Steven Pressman, professor of economics at Colorado State University, wrote a piece for the current edition of The Washington Spectator which treats the effects of Trump’s recently passed tax law on the middle class in which he lays waste to Trump’s gushing misrepresentation of the law as a big Christmas present for working Americans, which it is anything but. It is a trickle up law that adopts the idea of making the rich richer and the poor poorer a policy choice, a choice made by Republicans in Congress on behalf of their rich and corporate donors, donors who in turn finance such Republicans’ reelection campaigns (think Kochs, Mercers, Wall Street banks et al.).

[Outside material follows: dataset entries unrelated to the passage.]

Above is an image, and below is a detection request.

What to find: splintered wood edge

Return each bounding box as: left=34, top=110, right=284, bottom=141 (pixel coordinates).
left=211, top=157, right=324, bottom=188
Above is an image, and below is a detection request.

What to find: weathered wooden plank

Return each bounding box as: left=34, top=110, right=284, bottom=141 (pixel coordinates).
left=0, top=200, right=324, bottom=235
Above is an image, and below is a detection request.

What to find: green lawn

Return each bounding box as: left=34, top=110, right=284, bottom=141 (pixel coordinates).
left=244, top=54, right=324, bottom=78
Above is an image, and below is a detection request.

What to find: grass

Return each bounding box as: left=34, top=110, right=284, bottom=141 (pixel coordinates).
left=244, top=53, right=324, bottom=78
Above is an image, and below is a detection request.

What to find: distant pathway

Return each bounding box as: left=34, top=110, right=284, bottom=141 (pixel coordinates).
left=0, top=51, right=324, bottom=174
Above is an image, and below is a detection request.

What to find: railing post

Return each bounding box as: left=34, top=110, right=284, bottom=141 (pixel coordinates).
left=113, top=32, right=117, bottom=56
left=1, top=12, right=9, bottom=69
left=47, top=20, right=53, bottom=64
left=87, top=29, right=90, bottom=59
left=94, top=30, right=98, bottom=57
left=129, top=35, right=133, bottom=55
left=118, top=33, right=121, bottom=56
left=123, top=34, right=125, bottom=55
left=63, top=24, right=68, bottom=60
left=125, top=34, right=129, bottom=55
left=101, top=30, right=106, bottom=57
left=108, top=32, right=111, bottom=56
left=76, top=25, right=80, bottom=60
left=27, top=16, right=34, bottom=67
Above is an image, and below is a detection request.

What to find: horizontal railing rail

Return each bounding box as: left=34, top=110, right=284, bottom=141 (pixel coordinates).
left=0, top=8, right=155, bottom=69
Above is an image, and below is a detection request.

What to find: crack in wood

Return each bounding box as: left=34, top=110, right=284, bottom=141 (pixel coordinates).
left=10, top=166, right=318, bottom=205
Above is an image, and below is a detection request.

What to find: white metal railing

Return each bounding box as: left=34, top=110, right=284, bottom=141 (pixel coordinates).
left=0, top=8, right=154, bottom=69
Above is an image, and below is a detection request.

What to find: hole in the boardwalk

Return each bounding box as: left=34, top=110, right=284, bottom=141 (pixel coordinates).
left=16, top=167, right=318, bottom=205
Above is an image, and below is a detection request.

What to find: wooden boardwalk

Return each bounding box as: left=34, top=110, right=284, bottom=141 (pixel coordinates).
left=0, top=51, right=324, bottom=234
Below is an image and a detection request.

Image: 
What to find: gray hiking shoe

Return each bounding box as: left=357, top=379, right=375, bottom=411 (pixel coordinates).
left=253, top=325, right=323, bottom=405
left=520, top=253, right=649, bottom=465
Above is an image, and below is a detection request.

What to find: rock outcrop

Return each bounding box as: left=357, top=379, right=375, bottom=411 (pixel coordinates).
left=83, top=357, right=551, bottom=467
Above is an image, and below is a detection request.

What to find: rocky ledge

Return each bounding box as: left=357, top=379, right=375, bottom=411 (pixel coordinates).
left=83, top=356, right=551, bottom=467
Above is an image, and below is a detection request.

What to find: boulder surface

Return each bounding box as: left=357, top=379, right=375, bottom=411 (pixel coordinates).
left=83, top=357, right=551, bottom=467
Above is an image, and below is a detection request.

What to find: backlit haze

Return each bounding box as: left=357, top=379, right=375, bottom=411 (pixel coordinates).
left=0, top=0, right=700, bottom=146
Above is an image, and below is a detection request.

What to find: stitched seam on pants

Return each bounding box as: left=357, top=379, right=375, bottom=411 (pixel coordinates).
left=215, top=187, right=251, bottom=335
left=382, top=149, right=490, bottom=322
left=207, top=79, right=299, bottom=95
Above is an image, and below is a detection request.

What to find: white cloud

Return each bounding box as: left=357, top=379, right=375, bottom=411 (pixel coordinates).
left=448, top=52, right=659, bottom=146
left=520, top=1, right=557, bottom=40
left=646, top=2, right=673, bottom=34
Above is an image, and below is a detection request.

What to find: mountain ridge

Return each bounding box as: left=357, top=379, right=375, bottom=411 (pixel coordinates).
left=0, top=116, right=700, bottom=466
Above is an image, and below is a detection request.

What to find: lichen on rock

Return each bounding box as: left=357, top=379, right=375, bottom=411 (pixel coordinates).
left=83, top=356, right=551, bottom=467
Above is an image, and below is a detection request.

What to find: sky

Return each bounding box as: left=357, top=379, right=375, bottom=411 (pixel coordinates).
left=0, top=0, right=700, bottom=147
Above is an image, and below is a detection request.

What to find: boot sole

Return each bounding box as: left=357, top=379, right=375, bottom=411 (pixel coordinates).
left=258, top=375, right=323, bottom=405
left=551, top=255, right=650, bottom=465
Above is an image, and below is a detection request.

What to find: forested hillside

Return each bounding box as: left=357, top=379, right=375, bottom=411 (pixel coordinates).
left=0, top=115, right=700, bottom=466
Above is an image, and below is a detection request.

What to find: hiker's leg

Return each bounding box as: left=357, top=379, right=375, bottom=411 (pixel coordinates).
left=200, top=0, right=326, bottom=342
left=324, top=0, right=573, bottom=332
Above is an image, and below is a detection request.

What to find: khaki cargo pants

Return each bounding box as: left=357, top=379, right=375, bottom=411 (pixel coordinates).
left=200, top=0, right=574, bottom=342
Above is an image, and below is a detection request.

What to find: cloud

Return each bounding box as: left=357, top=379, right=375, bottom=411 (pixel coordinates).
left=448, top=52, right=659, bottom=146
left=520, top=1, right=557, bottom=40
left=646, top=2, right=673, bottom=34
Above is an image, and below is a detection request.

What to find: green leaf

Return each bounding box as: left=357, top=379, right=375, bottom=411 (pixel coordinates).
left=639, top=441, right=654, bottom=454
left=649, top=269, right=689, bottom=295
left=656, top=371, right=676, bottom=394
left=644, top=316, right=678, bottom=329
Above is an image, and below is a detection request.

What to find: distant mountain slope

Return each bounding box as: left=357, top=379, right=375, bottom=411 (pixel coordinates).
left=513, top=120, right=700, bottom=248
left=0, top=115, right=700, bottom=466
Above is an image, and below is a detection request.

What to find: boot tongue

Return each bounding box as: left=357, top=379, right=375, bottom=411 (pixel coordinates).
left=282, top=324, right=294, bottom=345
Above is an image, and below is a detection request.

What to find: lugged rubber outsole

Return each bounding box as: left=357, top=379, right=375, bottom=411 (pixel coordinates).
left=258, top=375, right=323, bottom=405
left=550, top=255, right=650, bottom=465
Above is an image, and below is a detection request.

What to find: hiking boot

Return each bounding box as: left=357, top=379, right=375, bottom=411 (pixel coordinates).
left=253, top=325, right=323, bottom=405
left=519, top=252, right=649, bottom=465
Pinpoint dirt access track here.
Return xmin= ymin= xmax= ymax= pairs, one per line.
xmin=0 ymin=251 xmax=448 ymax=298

Professor Pressman brilliantly dissects Trump’s “tax law” for what it is – a theft in broad daylight, but I have my own ideas on some of the effects of this “tax law,” as follows. This massive “tax relief” bill, in my opinion, guarantees us a recession when its toxic effects take hold later this year or no later than next year. Giving our tax money away via deficit financing (running up our debt by at least 1.5 trillion) so that the taxes on the rich and corporate class can be lowered does nothing for aggregate demand, the sole arbiter of economic growth, and Republican predictions of three percent economic growth per annum for the next ten years that will pay for the increased debt are sheer fantasy. Indeed, recessions bring on negative economic growth, and since passage of this act has assured us that the Fed, spooked by fear of inflation, will raise interest rates, which will in turn and among other things roil the debt and equity markets even further than last week’s volatile performance, my prediction is, I think, a safe bet.

When you drop a rock in the middle of a goldfish pond, the concentric circles hit all shores, and when you raise interest rates, you put a damper on lending and employment and business expansion ranging from the local lumberyard and mom and pop restaurants to and through IBM and Walmart. My bet is that the combination of inflation and serial interest increases made to combat it will combine to do more than “cool off” the economy; I think unemployment will increase and that the miniscule reduction in taxes to working American will be more than eaten up by inflation, increased interest and higher prices with a resulting reduction in aggregate demand which will lead us into recession.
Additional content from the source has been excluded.